SIMD implementation of dot-product. Benchmarks

Sat Aug 17 22:24:43 PDT 2013

On Sunday, 18 August 2013 at 05:07:12 UTC, Manu wrote:
> On 18 August 2013 14:39, Ilya Yaroshenko 
> <ilyayaroshenko at gmail.com> wrote:
>
>> On Sunday, 18 August 2013 at 01:53:53 UTC, Manu wrote:
>>
>>> It doesn't look like you account for alignment.
>>> This is basically not-portable (I doubt unaligned loads in 
>>> this context
>>> are
>>> faster than performing scalar operations), and possibly 
>>> inefficient on x86
>>> too.
>>>
>>
>> dotProduct uses unaligned loads (__builtin_ia32_loadups256,
>> __builtin_ia32_loadupd256) and it up to 21 times faster then 
>> trivial scalar
>> version.
>>
>> Why unaligned loads is not-portable and inefficient?
>
>
> x86 is the only arch that can perform an unaligned load.
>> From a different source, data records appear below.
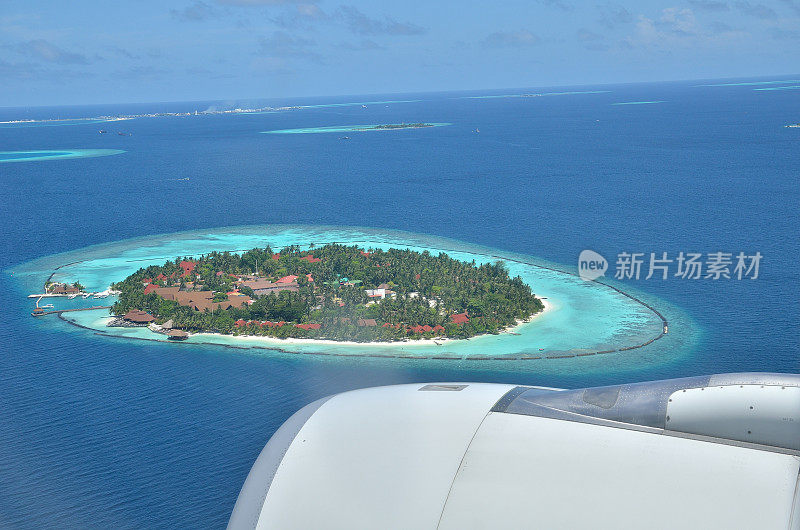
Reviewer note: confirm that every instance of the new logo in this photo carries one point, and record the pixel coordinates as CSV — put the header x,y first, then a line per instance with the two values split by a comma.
x,y
591,265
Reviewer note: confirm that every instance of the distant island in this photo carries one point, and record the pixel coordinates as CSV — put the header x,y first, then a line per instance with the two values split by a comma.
x,y
333,292
401,126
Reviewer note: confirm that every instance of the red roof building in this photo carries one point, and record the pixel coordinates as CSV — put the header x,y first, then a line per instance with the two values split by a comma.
x,y
138,317
188,267
459,318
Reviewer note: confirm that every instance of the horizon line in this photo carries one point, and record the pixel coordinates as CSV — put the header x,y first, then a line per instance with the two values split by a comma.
x,y
372,94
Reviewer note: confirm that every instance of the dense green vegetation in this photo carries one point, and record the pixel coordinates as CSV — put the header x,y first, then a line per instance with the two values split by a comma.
x,y
428,289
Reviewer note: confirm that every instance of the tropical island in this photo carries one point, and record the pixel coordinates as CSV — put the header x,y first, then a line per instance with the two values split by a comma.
x,y
333,292
402,126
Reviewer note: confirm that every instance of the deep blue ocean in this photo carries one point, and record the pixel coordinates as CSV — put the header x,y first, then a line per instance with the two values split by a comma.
x,y
99,433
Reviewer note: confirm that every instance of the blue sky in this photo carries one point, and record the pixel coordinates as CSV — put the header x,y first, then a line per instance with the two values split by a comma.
x,y
57,52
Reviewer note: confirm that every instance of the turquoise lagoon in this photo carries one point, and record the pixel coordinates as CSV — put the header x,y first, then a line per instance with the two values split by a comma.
x,y
35,156
346,128
583,317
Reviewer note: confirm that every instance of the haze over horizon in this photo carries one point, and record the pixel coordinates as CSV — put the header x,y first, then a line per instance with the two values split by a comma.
x,y
202,50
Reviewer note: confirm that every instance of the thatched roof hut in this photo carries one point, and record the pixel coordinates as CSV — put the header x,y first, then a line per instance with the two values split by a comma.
x,y
177,334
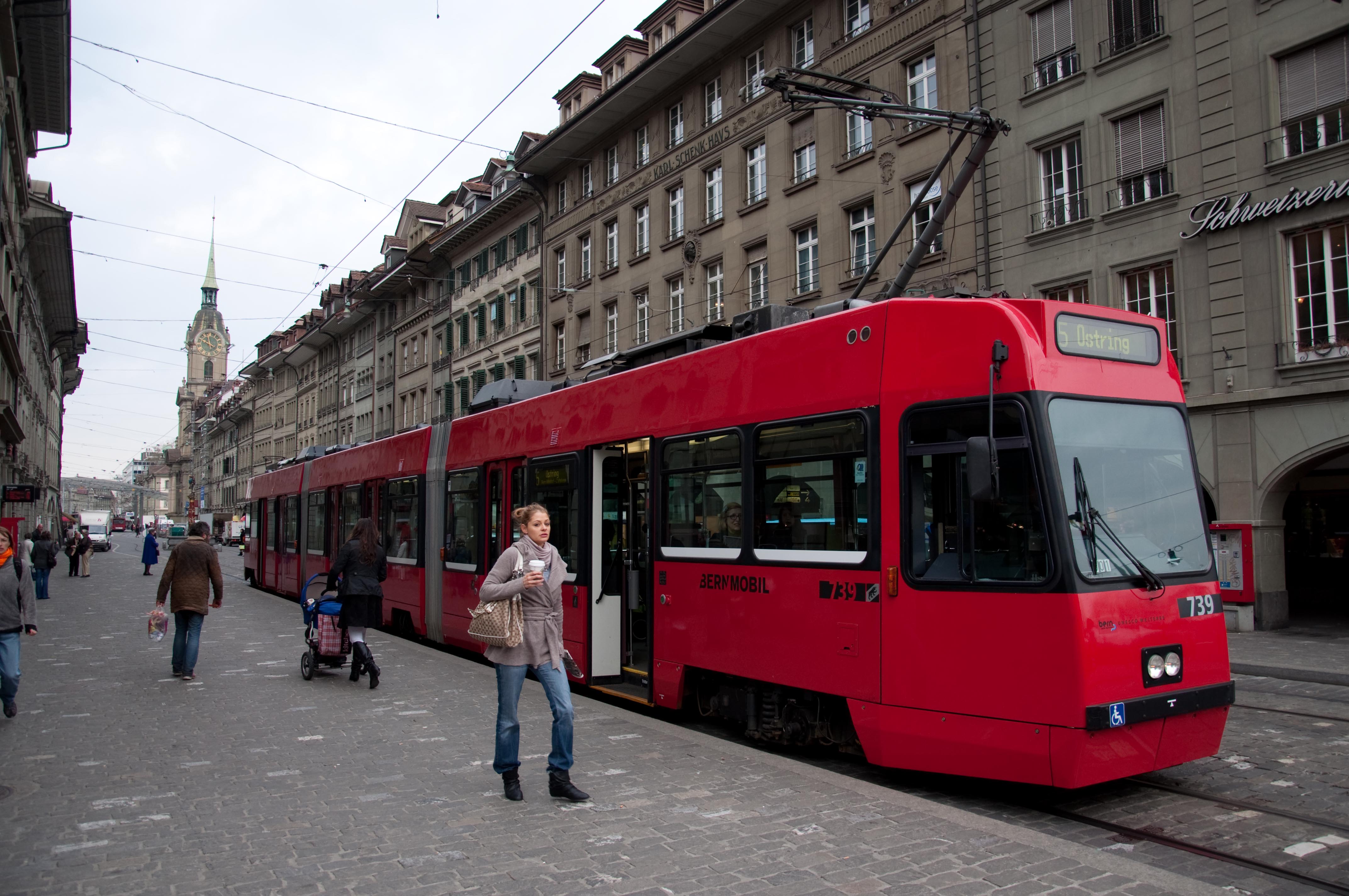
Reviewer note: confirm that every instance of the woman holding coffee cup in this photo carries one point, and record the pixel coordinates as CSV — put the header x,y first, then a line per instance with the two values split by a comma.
x,y
533,570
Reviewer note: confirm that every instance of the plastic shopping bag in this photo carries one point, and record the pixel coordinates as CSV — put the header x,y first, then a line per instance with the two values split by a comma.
x,y
158,624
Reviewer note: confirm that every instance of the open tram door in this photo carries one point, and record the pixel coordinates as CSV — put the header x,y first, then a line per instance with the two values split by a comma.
x,y
620,594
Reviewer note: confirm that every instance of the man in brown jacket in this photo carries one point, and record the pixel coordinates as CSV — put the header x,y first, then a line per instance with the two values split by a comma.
x,y
192,571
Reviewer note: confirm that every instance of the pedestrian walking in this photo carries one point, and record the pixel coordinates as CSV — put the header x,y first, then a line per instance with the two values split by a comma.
x,y
18,614
362,566
541,650
150,551
73,551
86,552
192,571
44,558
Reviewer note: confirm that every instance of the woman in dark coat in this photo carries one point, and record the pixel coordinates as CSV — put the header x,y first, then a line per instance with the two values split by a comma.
x,y
150,552
362,566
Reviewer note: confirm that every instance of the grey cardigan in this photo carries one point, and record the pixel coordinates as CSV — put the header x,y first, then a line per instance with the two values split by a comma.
x,y
543,612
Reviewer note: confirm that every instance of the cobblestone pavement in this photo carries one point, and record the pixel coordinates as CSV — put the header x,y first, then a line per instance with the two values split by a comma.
x,y
251,781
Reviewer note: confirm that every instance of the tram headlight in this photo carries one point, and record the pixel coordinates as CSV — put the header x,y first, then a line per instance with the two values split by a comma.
x,y
1156,666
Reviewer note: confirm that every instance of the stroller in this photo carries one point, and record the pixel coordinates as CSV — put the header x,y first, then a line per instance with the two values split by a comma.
x,y
328,641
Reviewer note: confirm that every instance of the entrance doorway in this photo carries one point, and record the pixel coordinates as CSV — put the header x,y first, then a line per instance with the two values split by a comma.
x,y
621,617
1314,540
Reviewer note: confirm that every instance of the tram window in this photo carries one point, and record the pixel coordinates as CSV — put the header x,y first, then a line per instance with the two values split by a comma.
x,y
953,539
317,521
291,524
400,508
703,497
811,492
554,485
350,512
462,508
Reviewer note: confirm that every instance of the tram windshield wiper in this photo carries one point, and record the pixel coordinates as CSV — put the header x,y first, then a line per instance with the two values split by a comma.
x,y
1089,519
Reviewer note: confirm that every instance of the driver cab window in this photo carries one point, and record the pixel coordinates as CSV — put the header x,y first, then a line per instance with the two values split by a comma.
x,y
954,539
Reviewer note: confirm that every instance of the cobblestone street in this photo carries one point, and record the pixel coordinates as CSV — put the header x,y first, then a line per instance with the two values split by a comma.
x,y
251,781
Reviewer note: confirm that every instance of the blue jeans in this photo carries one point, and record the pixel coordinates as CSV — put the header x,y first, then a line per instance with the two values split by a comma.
x,y
10,666
40,584
509,682
187,639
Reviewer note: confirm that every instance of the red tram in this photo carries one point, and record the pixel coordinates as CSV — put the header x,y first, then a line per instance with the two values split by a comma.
x,y
849,531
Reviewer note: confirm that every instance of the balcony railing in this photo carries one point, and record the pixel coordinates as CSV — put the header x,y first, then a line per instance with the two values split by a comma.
x,y
1313,133
1140,188
1060,211
1128,38
1054,71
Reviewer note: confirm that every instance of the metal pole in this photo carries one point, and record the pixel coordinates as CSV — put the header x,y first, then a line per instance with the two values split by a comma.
x,y
904,222
962,180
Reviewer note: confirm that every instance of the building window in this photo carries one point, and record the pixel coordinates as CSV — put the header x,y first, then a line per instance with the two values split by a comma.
x,y
676,291
644,229
1153,292
1132,22
715,293
1140,158
803,45
927,204
1320,265
1313,95
644,146
676,118
863,238
1062,187
676,207
713,102
714,193
1070,293
612,246
755,75
807,260
1053,48
757,274
923,83
612,328
859,17
644,319
756,173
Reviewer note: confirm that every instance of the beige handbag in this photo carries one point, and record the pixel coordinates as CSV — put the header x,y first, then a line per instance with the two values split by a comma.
x,y
501,624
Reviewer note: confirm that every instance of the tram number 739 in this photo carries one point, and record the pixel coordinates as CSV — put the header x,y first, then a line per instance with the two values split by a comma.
x,y
1200,605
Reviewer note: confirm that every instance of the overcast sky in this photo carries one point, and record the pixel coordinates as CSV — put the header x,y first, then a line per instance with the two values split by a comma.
x,y
133,164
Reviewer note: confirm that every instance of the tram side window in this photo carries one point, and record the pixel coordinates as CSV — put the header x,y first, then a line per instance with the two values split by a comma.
x,y
462,508
350,512
291,524
554,485
401,512
811,492
317,520
952,538
703,493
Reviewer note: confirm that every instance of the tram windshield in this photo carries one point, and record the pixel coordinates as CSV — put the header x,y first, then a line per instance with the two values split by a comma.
x,y
1130,486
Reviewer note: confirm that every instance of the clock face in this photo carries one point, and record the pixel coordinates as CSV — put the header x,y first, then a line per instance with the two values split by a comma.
x,y
211,343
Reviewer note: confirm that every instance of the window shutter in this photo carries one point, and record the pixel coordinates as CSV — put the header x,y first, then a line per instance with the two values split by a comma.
x,y
1051,30
1314,79
803,132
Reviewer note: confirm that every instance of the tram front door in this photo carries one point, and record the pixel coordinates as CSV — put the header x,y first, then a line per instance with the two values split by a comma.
x,y
621,619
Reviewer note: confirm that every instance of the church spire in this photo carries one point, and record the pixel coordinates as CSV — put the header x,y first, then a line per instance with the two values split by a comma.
x,y
210,288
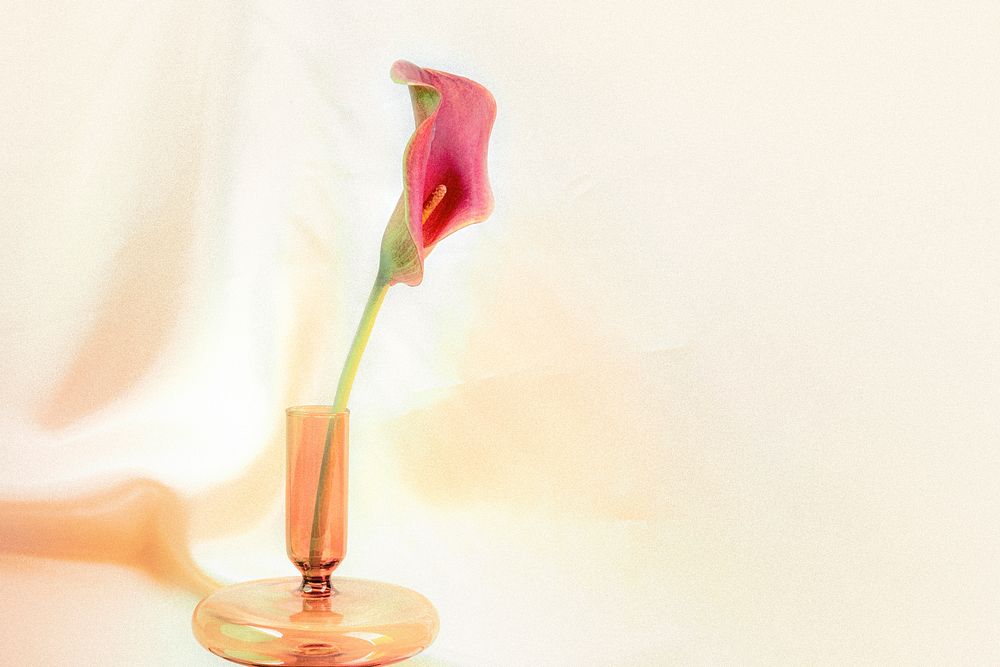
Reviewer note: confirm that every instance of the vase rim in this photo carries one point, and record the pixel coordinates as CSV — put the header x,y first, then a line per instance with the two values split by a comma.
x,y
316,410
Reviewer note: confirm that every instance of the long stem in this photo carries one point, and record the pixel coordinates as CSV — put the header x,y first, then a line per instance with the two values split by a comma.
x,y
347,375
364,331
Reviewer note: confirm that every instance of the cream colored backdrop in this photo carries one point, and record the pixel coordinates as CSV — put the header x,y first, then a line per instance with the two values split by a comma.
x,y
716,384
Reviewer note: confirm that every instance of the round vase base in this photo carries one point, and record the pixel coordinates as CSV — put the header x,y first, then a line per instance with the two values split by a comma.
x,y
272,622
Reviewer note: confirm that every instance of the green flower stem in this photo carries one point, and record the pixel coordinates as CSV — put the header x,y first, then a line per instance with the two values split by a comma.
x,y
364,332
347,375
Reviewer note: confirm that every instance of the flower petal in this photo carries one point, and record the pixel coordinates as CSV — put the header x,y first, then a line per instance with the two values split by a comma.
x,y
454,117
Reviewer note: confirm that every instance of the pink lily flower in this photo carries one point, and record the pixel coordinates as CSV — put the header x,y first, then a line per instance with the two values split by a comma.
x,y
445,184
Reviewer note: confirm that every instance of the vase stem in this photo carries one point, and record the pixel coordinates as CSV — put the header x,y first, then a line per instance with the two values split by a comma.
x,y
316,494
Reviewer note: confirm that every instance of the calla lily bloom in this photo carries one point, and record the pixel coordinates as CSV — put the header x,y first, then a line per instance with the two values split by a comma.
x,y
445,184
445,188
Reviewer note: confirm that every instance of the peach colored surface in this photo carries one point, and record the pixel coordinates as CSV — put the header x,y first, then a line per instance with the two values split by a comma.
x,y
716,384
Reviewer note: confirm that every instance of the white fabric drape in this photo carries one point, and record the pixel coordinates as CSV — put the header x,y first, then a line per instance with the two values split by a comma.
x,y
717,382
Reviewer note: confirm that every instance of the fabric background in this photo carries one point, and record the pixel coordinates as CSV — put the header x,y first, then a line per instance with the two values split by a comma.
x,y
716,384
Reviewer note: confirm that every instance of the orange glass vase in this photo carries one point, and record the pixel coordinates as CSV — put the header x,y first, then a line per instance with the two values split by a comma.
x,y
315,619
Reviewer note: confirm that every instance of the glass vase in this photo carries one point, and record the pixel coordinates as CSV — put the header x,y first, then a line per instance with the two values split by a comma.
x,y
315,619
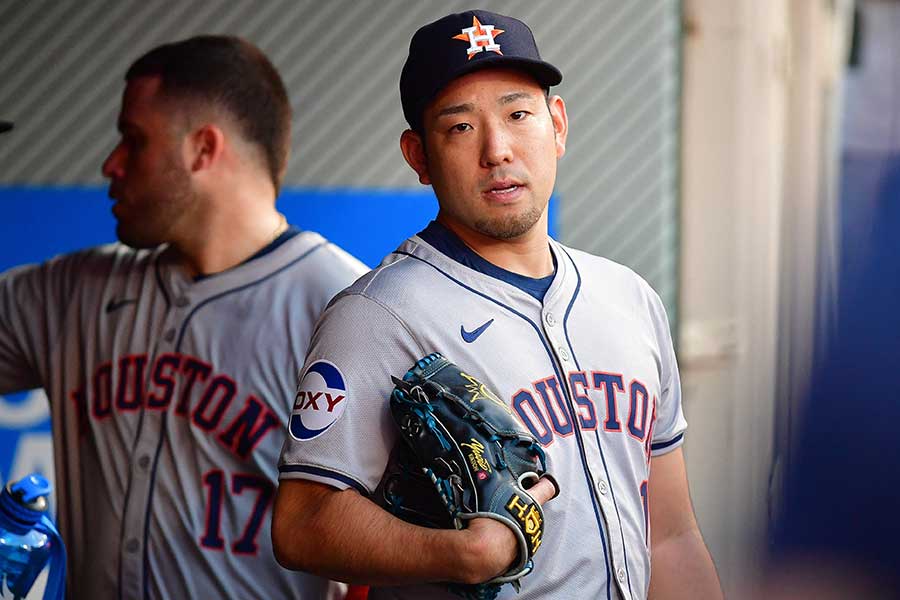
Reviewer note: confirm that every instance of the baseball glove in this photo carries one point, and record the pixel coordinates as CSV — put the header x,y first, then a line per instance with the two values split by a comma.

And 
> even on x86
> (many implementations) it's not very efficient.

:(

>
>
>  To make it account for potentially random alignment will be 
> awkward, but it
>>> might be possible to do efficiently.
>>>
>>
>> Did you mean use unaligned loads or prepare data for alignment 
>> loads at
>> the beginning of function?
>>
>
> I mean to only use aligned loads, in whatever way that happens 
> to work out.
> The hard case is when the 2 arrays have different start offsets.
>
> Otherwise you need to wrap your code in a version(x86) block.

Thanks!